Upon gaining power, the Fascist régime took this practice to an extreme. Ancient Roman buildings were enthusiastically ‘liberated’ from the ‘parasitic’ accretions of later periods. In practice, this often meant the wholesale demolition of other structures around the ancient ones, regardless of whether they were occupied by people and irrespective of their own historical value.

As pointed out by Dr. Martina Caruso, author of the book Italian Humanist Photography from Fascism to the Cold War, “huge swathes of medieval Rome were destroyed in the late 1920s and replaced with rationalist or imperialist‐style buildings.” In part, these clearances were an attempt to address pressing issues such as traffic congestion and unsanitary housing conditions, but the solution of cutting multilane roads through the heart of neighborhoods entailed the forced eviction of thousands of residents and irrevocably changed the nature of the city.

(Unfortunately, the author left the identities of the demolishers and the architects unspecified. Naturally, the profits made from these adventures is left unclear as well.)

The 1920s–40s remains a very difficult and controversial period in Italy’s history. Its legacy is everywhere in the city, but how to deal with it is complicated.

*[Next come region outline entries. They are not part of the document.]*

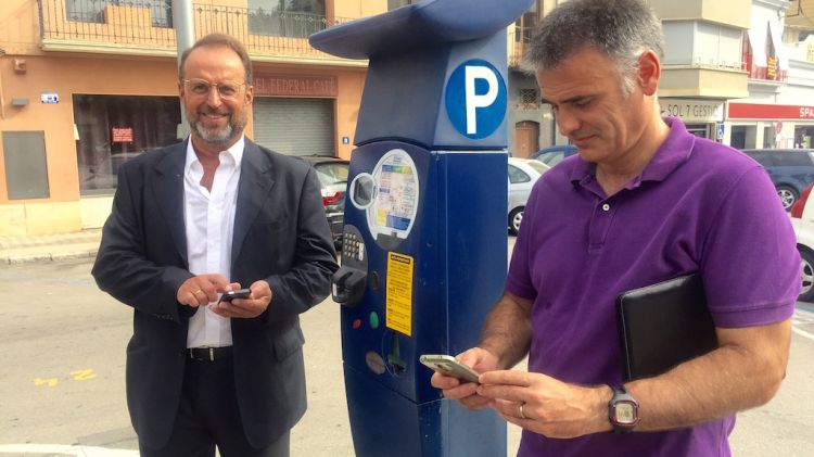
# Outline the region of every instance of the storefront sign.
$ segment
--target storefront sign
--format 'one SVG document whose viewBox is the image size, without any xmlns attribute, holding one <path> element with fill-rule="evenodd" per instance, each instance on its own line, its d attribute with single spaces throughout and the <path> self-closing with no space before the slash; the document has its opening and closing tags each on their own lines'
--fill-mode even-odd
<svg viewBox="0 0 814 457">
<path fill-rule="evenodd" d="M 132 127 L 113 127 L 112 137 L 114 143 L 131 143 Z"/>
<path fill-rule="evenodd" d="M 814 105 L 729 103 L 728 117 L 735 119 L 814 120 Z"/>
<path fill-rule="evenodd" d="M 255 96 L 336 97 L 335 76 L 256 75 Z"/>
<path fill-rule="evenodd" d="M 56 92 L 42 92 L 39 100 L 44 104 L 56 104 L 60 102 L 60 96 Z"/>
<path fill-rule="evenodd" d="M 724 102 L 692 99 L 659 99 L 661 115 L 681 117 L 685 123 L 721 123 Z"/>
</svg>

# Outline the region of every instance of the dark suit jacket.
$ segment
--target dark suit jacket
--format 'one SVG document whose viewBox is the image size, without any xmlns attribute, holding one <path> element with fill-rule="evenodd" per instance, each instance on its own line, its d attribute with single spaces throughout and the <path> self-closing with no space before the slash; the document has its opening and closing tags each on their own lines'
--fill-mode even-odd
<svg viewBox="0 0 814 457">
<path fill-rule="evenodd" d="M 195 308 L 176 292 L 188 271 L 183 221 L 187 143 L 124 164 L 93 265 L 99 287 L 135 308 L 127 346 L 127 403 L 139 439 L 162 447 L 178 409 L 187 330 Z M 271 285 L 268 309 L 232 319 L 234 381 L 249 442 L 263 447 L 305 412 L 300 313 L 330 292 L 333 243 L 313 168 L 246 139 L 231 280 Z"/>
</svg>

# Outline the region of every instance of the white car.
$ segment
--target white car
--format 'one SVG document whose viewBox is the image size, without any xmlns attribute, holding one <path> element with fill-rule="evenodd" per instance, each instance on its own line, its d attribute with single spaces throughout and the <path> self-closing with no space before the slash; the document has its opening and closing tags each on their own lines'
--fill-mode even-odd
<svg viewBox="0 0 814 457">
<path fill-rule="evenodd" d="M 548 169 L 549 166 L 539 161 L 509 157 L 509 233 L 518 234 L 532 187 Z"/>
<path fill-rule="evenodd" d="M 803 302 L 814 302 L 814 199 L 809 199 L 813 186 L 803 190 L 789 212 L 797 234 L 797 250 L 802 258 L 803 284 L 799 300 Z"/>
</svg>

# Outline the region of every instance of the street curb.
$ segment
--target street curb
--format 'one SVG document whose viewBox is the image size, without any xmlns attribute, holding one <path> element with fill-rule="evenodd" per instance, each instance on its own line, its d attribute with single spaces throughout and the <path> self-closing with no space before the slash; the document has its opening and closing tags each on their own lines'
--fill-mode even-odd
<svg viewBox="0 0 814 457">
<path fill-rule="evenodd" d="M 75 261 L 81 258 L 94 258 L 98 251 L 74 251 L 74 252 L 62 252 L 62 253 L 37 253 L 37 254 L 21 254 L 21 255 L 7 255 L 0 256 L 0 264 L 5 265 L 21 265 L 21 264 L 33 264 L 37 262 L 62 262 L 62 261 Z"/>
</svg>

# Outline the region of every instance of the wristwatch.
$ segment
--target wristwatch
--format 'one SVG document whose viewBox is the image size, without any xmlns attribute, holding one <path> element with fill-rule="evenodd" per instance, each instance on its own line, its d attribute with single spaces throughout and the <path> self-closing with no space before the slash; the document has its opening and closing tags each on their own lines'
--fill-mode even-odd
<svg viewBox="0 0 814 457">
<path fill-rule="evenodd" d="M 615 433 L 631 433 L 639 423 L 639 403 L 625 391 L 624 385 L 608 384 L 613 397 L 608 402 L 608 419 Z"/>
</svg>

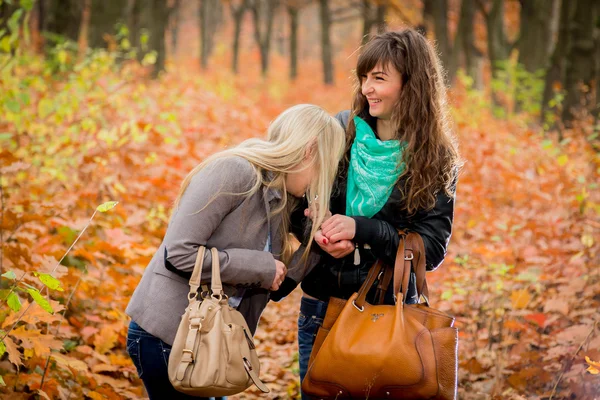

Martina Caruso sees “one of the main challenges, which is not being met currently, is to achieve a modicum of historical transparency and communication with the public in terms of the ways in which these monuments are or may be being restored, how, why and to what end.”

Many of the buildings are exceptional works of architecture, but they were built in service of a now‐discredited ideology. In some places, fasces and inscriptions have been defaced or removed, but elsewhere Mussolini’s name and his régime’s imagery is very present.